LONDON– The city of London is replete with tourist traps, shopping and incredibly diverse cuisine. It is interwoven with time-honored British customs, like a healthy respect for the queen and the importance of tea, whether it is high or simply brewed in your kitchen that morning. The best part is that every turn holds a piece of history or a marker of a time in London, so mystical that it may well be fantasy.
There are many cultural differences that take time to adjust to. Many words are different: elevators are “lifts,” a phone is a“mobile” and no one refills anything: they “top up.” England is a funny place to study abroad for this reason.
At first glance, it seems as if everything is the same as back home. I mean, it is the same language, right?
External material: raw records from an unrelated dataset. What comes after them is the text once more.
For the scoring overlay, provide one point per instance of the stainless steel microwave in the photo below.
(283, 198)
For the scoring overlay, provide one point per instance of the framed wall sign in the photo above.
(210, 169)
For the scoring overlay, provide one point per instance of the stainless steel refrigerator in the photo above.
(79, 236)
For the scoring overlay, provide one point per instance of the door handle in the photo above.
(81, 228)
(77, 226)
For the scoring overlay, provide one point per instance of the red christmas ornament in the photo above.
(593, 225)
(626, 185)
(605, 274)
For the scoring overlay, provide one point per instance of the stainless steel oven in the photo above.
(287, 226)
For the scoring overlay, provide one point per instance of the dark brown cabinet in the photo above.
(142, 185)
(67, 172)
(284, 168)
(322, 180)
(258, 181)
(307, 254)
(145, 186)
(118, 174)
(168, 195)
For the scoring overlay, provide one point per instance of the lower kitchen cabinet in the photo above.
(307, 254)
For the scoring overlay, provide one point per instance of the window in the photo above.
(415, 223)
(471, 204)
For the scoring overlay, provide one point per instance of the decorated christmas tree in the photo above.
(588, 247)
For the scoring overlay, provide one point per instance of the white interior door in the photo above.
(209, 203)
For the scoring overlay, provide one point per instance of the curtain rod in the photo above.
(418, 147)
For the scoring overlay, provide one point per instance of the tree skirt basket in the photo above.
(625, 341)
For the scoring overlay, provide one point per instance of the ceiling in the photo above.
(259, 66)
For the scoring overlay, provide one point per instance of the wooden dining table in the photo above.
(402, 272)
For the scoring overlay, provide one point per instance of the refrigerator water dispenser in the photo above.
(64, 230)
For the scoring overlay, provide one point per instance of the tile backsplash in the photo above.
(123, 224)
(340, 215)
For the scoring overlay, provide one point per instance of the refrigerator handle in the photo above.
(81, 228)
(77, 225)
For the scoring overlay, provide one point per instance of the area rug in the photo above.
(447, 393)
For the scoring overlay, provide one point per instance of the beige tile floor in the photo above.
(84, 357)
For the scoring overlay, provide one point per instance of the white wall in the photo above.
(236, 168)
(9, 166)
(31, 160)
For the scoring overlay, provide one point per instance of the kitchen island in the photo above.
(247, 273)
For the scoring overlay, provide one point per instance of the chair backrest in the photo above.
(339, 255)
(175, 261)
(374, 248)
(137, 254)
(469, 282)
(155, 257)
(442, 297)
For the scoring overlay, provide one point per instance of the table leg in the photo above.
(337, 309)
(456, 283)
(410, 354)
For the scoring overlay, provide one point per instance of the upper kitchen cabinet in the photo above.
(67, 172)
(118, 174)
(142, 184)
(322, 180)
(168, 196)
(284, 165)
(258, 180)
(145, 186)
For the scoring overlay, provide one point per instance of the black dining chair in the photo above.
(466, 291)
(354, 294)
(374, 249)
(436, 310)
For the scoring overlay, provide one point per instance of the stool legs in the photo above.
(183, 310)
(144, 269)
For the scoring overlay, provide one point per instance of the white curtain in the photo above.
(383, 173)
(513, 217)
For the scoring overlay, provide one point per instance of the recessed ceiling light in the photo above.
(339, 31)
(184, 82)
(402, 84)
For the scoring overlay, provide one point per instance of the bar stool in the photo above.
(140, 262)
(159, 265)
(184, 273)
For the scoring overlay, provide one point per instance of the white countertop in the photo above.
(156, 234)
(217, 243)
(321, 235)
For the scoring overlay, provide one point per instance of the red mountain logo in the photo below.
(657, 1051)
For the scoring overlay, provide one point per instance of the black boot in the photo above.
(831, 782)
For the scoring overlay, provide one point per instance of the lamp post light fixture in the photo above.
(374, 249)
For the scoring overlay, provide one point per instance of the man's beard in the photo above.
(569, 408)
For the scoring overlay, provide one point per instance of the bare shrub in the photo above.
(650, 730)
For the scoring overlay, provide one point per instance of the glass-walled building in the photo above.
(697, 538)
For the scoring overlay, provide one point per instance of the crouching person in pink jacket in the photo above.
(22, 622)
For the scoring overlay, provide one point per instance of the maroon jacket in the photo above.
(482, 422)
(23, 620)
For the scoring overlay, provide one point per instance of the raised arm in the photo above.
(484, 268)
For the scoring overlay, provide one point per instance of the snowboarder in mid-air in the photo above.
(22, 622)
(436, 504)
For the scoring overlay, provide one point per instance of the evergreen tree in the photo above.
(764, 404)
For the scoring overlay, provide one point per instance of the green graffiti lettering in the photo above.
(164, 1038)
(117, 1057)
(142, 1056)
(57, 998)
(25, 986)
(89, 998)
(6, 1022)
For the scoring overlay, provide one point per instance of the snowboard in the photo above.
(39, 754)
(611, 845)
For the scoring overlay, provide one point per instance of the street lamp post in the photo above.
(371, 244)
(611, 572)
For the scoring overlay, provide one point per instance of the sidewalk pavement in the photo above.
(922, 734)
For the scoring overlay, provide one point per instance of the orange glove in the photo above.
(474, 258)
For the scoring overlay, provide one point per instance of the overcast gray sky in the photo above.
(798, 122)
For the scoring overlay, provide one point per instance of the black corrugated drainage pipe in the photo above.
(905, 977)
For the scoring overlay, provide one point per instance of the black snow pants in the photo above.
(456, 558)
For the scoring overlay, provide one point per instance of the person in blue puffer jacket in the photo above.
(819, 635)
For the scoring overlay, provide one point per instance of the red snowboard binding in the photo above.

I have it a lot easier than friends in Madrid or Rome, but if you fail to look close enough, you may never pick up on the subtleties that separate our loud, young culture from a way of life that has been developing for centuries longer. The harder you look, the more there is to find.
London seems like a city of discovery just waiting for a wanderer like me. I guess New York would feel like that too, in a foreigner’s eyes. But really knowing a city means knowing the gritty side of it. Living in New York has familiarized me with the underbelly of the city — the politics, the crime, the rats, etc. And the more I break through the tourist shell of London, the more I see of the same. (Well, there are considerably fewer rats.)
One of the first things that reminded me of real life was the River Thames. The banks of the river are incredibly beautiful and dotted with buildings such as St. Paul’s Cathedral, the London Eye and Big Ben, among many others. But look down and you will see the river swirling with muck and pollution so thick that it does not even look like water anymore. The river is brown and murky, and its shores are full of trash.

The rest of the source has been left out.